Литмир - Электронная Библиотека

– Ты придумала что-то еще? – спросила Кармен, на которую соображения судьи действительно произвели впечатление.

– Не без того, – ответила Мариана. – Лезвие от опасной бритвы мы нашли неподалеку, поэтому я убеждена, что убийца живет поблизости. Разве человек, который приехал отомстить и собирается сразу же вернуться туда, откуда он появился, станет разбрасывать по округе части разобранной опасной бритвы? Я бы выбросила их гораздо дальше от места преступления, там, где никто ничего не заподозрит, даже если найдет.
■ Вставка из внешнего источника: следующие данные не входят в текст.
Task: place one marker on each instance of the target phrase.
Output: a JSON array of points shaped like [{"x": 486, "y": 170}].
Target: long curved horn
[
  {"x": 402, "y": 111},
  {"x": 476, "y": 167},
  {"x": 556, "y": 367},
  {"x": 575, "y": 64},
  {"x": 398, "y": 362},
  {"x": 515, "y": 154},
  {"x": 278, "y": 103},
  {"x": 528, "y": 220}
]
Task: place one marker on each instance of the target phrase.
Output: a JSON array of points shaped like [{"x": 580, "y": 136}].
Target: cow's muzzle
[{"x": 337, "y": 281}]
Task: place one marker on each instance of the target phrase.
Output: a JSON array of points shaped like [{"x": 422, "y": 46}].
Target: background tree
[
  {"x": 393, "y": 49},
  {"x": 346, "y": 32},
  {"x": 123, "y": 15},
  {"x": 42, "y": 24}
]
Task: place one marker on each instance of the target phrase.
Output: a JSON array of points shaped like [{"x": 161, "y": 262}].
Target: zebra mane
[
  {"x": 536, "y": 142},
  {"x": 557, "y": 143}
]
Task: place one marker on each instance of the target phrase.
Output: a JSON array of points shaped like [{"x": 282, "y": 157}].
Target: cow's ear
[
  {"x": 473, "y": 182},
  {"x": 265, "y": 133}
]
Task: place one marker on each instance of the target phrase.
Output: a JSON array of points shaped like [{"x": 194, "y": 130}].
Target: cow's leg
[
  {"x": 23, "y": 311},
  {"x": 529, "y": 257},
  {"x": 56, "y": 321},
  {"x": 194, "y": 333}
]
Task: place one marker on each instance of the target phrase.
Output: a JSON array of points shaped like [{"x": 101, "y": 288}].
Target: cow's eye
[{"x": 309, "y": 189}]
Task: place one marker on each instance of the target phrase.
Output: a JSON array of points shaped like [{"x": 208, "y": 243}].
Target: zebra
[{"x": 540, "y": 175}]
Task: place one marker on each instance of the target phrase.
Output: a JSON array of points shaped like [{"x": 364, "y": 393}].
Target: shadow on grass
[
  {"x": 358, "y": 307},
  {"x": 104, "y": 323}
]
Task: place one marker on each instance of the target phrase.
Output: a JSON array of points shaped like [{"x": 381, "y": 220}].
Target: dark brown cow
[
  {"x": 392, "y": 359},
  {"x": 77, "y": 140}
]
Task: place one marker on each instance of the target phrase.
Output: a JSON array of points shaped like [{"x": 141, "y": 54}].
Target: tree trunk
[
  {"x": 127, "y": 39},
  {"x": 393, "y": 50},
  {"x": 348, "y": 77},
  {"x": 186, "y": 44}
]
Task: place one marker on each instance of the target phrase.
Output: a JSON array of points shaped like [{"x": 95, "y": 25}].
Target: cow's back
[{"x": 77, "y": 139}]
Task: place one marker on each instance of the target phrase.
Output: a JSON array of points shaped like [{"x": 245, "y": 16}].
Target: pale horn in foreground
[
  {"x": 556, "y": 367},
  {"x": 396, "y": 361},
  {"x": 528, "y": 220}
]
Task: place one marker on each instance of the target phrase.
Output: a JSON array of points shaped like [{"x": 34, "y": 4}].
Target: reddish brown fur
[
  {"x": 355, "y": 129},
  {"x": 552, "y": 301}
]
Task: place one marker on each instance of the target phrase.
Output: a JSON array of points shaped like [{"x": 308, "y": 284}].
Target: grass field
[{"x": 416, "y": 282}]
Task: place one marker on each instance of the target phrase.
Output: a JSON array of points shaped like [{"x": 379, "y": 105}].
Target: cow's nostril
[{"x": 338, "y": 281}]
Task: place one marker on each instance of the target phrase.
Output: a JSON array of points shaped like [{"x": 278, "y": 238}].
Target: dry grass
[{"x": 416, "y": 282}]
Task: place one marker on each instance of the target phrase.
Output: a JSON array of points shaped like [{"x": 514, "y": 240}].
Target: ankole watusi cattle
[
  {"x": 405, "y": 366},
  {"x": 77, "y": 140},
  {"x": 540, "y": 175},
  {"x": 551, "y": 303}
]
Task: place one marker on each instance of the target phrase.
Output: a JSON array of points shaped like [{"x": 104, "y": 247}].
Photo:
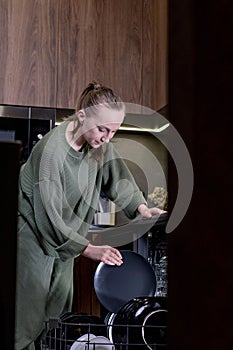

Но раз части орудия убийства выброшены, хотя и не рядом, но все-таки в наших местах, значит, убийца живет здесь, и это смелый, изобретательный человек. Его первой ошибкой было то, что он разбросал их на довольно ограниченной территории – если мы найдем что-то еще, то будем знать больше. Но и находка лезвия позволяет предположить, что человек этот отсюда, что он живет здесь, по крайней мере, летом, или часть лета. Это, повторяю, его первая ошибка. Точнее, первая, которую мы обнаружили. И я надеюсь, что у него были и другие, что мы их обнаружим, и все они вместе взятые наведут нас на след убийцы.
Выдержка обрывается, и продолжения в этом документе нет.